J’ai commencé ma carrière chez Peat Marwick, devenu par la suite KPMG. Au début des années 90, je suis entré au cabinet Salustro Reydel, puis j’en suis sorti pour fonder un cabinet. J’ai ensuite refondé ma propre structure en 2011, Salustro et Associés, qui compte une douzaine de personnes, qui exercent outre le commissariat aux comptes des métiers périphériques à l’audit, comme l’évaluation financière sous toutes ses formes. En parallèle, j’étais depuis quelques années un élu de la compagnie, et depuis un an et demi, un membre du bureau de la CRCC Paris. Son président Jean-Luc Flabeau ayant été appelé à d’autres fonctions, je lui ai succédé, début octobre 2017. Ayant pris le mandat en cours, mes fonctions prendront fin quand l’année 2018 s’achèvera.
Vous êtes devenu président de la CRCC Paris en octobre 2017. Pourriez-vous définir le rôle de cette instance ?
La CRCC Paris est une instance qui accompagne les commissaires aux comptes. Il existe autant de CRCC que de cours d’appel. La CRCC Paris couvre Paris, la Seine-et-Marne, le Val-de-Marne, la Seine-Saint-Denis, l’Essonne et l’Yonne. La CRCC Paris compte environ 3 000 professionnels inscrits, ce qui en fait la plus importante de France. Ces compagnies accompagnent les professionnels dans plusieurs domaines : les aspects classiques dits « régaliens », c’est-à-dire le contrôle qualité, les conciliations entre confrères et clients, l’organisation d’élections, les cotisations, les inscriptions… En d’autres termes les aspects administratifs et techniques, sachant que la plupart de ces missions régaliennes sont en partie exercées par délégations, la réforme européenne de l’audit ayant abouti au transfert de certaines de ces missions au H3C. La compagnie exerce aussi un rôle de représentation, de défense de la profession, et pour cela échange avec toutes les autorités (tribunaux de commerce, TGI, régulateurs, compagnie nationale, organisations patronales et syndicales, etc.).

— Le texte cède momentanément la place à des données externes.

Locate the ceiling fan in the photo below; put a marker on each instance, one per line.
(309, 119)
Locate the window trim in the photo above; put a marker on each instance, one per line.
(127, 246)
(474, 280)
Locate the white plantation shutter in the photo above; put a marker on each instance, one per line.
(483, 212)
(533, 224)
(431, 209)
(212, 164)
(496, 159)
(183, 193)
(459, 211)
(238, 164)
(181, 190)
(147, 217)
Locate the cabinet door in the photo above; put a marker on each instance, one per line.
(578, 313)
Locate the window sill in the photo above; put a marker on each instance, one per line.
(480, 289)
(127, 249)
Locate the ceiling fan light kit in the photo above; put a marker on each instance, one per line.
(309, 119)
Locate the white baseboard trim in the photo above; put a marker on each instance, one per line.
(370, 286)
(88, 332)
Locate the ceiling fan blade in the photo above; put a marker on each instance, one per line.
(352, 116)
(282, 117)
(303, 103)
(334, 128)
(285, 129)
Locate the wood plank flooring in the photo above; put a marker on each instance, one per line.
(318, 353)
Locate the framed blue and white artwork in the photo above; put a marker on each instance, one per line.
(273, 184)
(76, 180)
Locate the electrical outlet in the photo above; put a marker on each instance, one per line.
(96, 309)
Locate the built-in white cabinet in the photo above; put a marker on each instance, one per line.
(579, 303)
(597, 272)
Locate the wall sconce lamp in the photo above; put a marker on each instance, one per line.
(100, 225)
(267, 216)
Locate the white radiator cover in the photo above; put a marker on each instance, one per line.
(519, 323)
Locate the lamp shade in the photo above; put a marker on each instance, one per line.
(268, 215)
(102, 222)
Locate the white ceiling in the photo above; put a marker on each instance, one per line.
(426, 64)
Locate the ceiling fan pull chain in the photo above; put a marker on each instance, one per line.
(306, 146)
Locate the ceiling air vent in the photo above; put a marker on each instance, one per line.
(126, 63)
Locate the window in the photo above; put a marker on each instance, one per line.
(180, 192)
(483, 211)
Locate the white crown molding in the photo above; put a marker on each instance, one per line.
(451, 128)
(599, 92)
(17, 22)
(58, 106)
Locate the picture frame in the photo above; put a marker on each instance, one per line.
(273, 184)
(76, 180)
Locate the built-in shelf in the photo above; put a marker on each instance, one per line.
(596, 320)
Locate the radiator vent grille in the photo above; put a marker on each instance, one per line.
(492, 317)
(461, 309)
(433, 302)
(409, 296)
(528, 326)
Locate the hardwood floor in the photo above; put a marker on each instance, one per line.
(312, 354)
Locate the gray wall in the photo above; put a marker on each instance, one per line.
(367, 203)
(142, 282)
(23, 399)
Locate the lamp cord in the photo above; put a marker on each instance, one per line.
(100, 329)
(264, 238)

Nous proposons également aux commissaires aux comptes inscrits des formations gratuites ou payantes. Celles qui sont gratuites interviennent plusieurs fois par an et s’organisent sous forme de réunions. La CRCC de Paris se déplace d’ailleurs dans chacun des départements qu’elle couvre. En outre, nous mettons à disposition de nos confrères qui n’auraient pu assister à ces réunions, ou qui voudraient aller plus loin, des formations payantes via un organisme de formations, l’Asforef.
Le commissaire aux comptes est un des acteurs de la chaîne de confiance et de régulation qui permet à l’économie de fonctionner. Car sans confiance, il n’y a pas d’économie qui vaille, en témoigne la crise de 2008, représentative d’une rupture de la chaîne de confiance. Le CAC est là pour valider et certifier que les états financiers des entreprises qui font appel à ses services sont conformes à un certain nombre de prescriptions, de réglementations. Le rôle de cet expert est donc de certifier les comptes publiés par les sociétés en émettant une opinion positive. Il arrive bien entendu que nous émettions des réserves, ou des refus de certifier. Mais, la plupart du temps le CAC est là pour garantir que l’information financière publiée est conforme à la réglementation qui s’applique au moment où les comptes sont publiés. Nous exerçons une mission d’intérêt général, instituée par la loi. On peut donc dire que le CAC constitue une partie essentielle du système de régulation économique en France.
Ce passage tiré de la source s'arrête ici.